Even someone who get a very trendy tattoo should keep it: "look how I used to follow every trend and how I evolved because I would never do something like that now".
Biologically and philosophically, tattoos are scars.
As a result, I am that guy that tells people a few rules about tattoos:
1. Don't get a tattoo of a band. They will eventually fall out of favor or do something stupid.
2. Don't get a tattoo of any person unless they've been dead for a long, long time. Like a band, a person will also eventually fall out of favor or do something stupid. Even after they're dead, it may still be uncovered that they did something stupid in secret.
3. Don't make your self-expression about other people. Rules 1 and 2 should have already put you on this path.
4. Consider time. So you like cars, especially the 1987 Pontiac Firebird you had in high school. Have you always liked cars? Will you always like cars? Have you and will you always like that car? If there is doubt, rule it out.
5. Are you drunk or high? Best sleep on it.
6. Can you be honest with yourself? This is the Catch 22 question, but an important one. We tend to have a few versions of ourselves to contend with; the one we want to be, the one others perceive us as, and the one we need to be. Sometimes they align, sometimes they don't, but self-expression hinges on understanding the difference and allowing that we might be deceiving ourselves about who we really are, sometimes.
Getting a tattoo is a remarkably difficult and personal thing that I see a lot of people not take seriously enough, then live to regret it, myself included. The artist who has now done all my visible work is an absolute master at getting people to slow down and think about what they want, which was a terrific boon in my life, because he probably did more for me as a person than my therapist did. His clients are life-long, one even having traveled from another country to get more work done by him. That's to say nothing of his absolutely radical art and style that always produces something unique and fit for the person to make part of their lives.
It's something I often think about when I look down at my arms, see those old game homages and realize, regardless of what else has happened in my life or whoever I thought I was at the time, they have been with me since the beginning and are still here, helping me through it.
Interesting. Why?
Isn't it a common and longstanding cultural practice, even among indigenous peoples? Intuitively, I'd say body modification is based on the desire to shape one's own body, something we usually embrace in fitness culture and medicine, for example.
I don't have any tattoos or scars, but I can't think of anything that would make them questionable.
Perhaps some of the objection arises from a confusion between body modification and self-harm?

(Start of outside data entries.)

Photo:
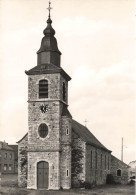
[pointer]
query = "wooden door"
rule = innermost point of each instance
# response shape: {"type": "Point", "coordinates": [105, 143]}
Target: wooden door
{"type": "Point", "coordinates": [42, 174]}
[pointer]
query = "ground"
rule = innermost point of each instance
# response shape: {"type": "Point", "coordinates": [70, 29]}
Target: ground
{"type": "Point", "coordinates": [9, 187]}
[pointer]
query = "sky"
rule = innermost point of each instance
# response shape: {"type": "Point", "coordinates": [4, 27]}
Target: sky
{"type": "Point", "coordinates": [96, 38]}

If I'm going to put a sticker on something it's going to read like a diff, what sets me apart from the mainstream culture, not all the different ways I conform to it.
This is true, although it is a good start, right? If a cultural practice has survived for many generations, this alone already indicates that the practice might be compatible with human society, morals, sustainability, etc.
> We also shouldn't confuse self-mutilation with healthy activities like exercising simply because both "shape one's own body".
True! We should indeed not confuse self-mutilation with healthy activities just because they share some similarities.
But would you classify scars or tattoos motivated by aesthetics as self-mutilation? What about piercings, such as holes for earrings or laser hair removal?
I believe that is an interesting and unusual position. Do you have an argument in favor of your (so far implicit) take?
I wonder what makes me so different:
If I carefully had a favorite thing of mine selected, and I woke up tomorrow with the tiniest tattoo of it, I would be so upset. I’d be bothered every time I saw it on my body, knowing it wouldn't rub off.
I bet your tattoo artist could help me learn something about myself there :)
Later tattoos are essentially private works of art, put together collaboratively with an artist. These are for ME, and no one at work will ever see any of them (or any of my other tattoos).
Each tattoo has some significance for me, but I won't judge others who just like a thing and get a thing. Tattoos are as varied as the reasons people have for getting them. Mine aren't edgy, but they also aren't visible to strangers.
The white label with the "Haltungsform" is a standard label used in the German meat industry, showing under what conditions animal was kept before being slaughtered. 1 is the worst, and 5 is the best: https://haltungsform.de/en/
In this one, it says "Käfighaltung" under 2. Which means "caged keeping". So I assumed it's a kinky reference to a chastity cage. Maybe too much of a jump I know but I'm not a native German speaker and all the times I heard about a cage in German, it was in a kinky context.